Os spirituals de Satchmo e os blues da grande Bessie
Artigo de Aramis Millarch originalmente publicado em 04 de março de 1990
Duas edições absolutamente históricas chegam aos colecionadores: "Louis and the Noly Book" e "The Collection" com Bessie Smith. Dois documentos sonoros, com nomes marcos do jazz tradicional e que merecem ser ouvidos, com a maior atenção.
Se Louis Armstrong (New Orleans, 04/07/1900 - Nova York, 06/07/1971), é o próprio sinônimo do jazz e não existe quem não o identifique como a própria imagem da cidade que nasceu, Bessie Smith (Chatanooga, Tenessee, 18/04/1898 - Clarksdale, Mississipi, 26/09/1937) só, hoje, passados 50 anos após a sua morte, começa a ser devidamente apreciada no Brasil.
Na linha dos grandes cantores de work songs, ainda nos tempos da escravatura, numa descendência da pioneira Ma Rainey - e que, por sua vez influenciaria a melhor vocalista de jazz de todos os tempos, Billie Holiday, a grande Bessie teve uma vida agitada. Chegou a ganhar muito dinheiro, fez fama e deixou na CBS dezenas de gravações - que até hoje continuam em catálogo, mas que no Brasil só foram editadas há pouco tempo, em três álbuns duplos.
Sua morte foi trágica: vítima de um acidente automobilístico, quando viajava no Mississipi, não foi admitida no hospital devido a sua cor.

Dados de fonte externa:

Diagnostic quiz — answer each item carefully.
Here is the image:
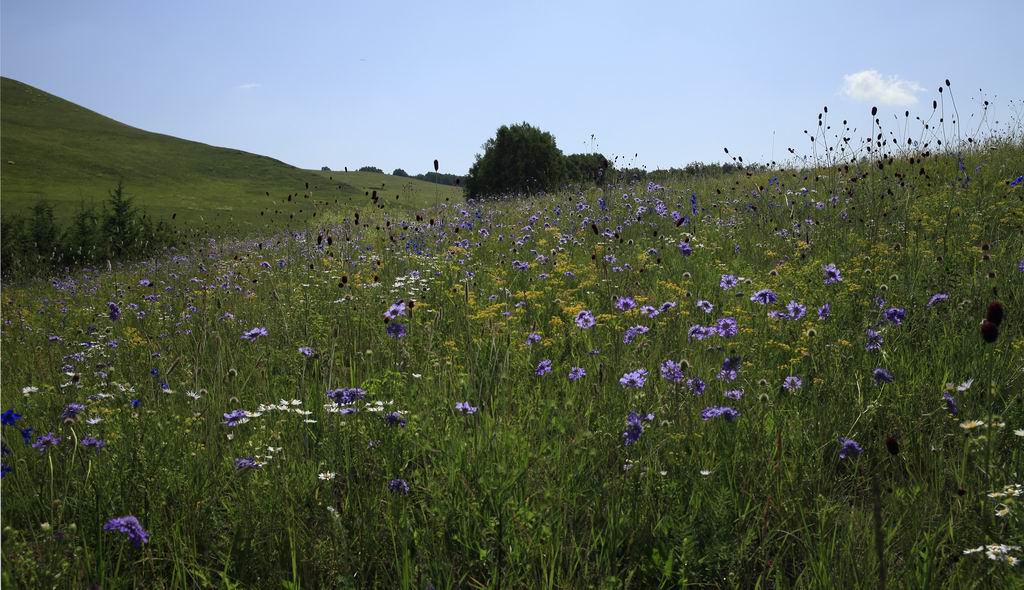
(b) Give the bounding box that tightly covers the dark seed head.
[985,301,1006,326]
[981,320,999,344]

Poderia ter sobrevivido, mas morreu em poucas horas. No ano passado, a José Olympio lançou uma biografia de Bessie Smith e a CBS incluiu mais um volume - The Collection - de sua obra, reunindo gravações antológicas feitas entre 1923/33. Sua voz negra, densa, dramática, revitaliza blues históricos, nas quais é acompanhada por músicos marcantes daquela época pioneira - em que mínimos recursos técnicos não impedem de se colocar coração e emoção em cada faixa.
"Louis and the good book" foi um projeto desenvolvido por Louis Armstrong entre 4 a 7 de fevereiro de 1958, registrando canções em forma de "spirituals" - numa gravação da Decca (hoje MCA, uma das etiquetas do grupo WEA) que tem merecido inúmeras reedições. Sempre bem-vindas, pois se constituem, realmente, no que de mais interessante existe para mostrar as raízes religiosas do canto negro. Nas sessões em que gravou as 12 canções que estão neste álbum, Louis foi acompanhado de Sy Oliver Choir e de convidados especiais, como Billy Kyle no piano, Nickie Tagg no órgão, George Barnes na guitarra, Barret Deems na bateria, entre outros. Sy Oliver fez ainda os arranjos e as adaptações e as canções possuem, naturalmente, um grande sentido religioso. Os destaques vão para "Go Down Noses", "Ezekiel Saw De Wheel", "Sometimes", "Feel Like a Notherless Child" e "Jonah and the Whale".
Desnecessário, cremos, falar na biografia de Louis. Seria o mesmo que, ao se citar Pixinguinha (re)contássemos sua trajetória. Aliás, ambos viveram na mesma época e quando o grande Alfredo da Rocha Viana Filho esteve em Paris com os 7 Batutas, por pouco não deixou de se encontrar com Satchmo. Imaginaram que reunião teria sido?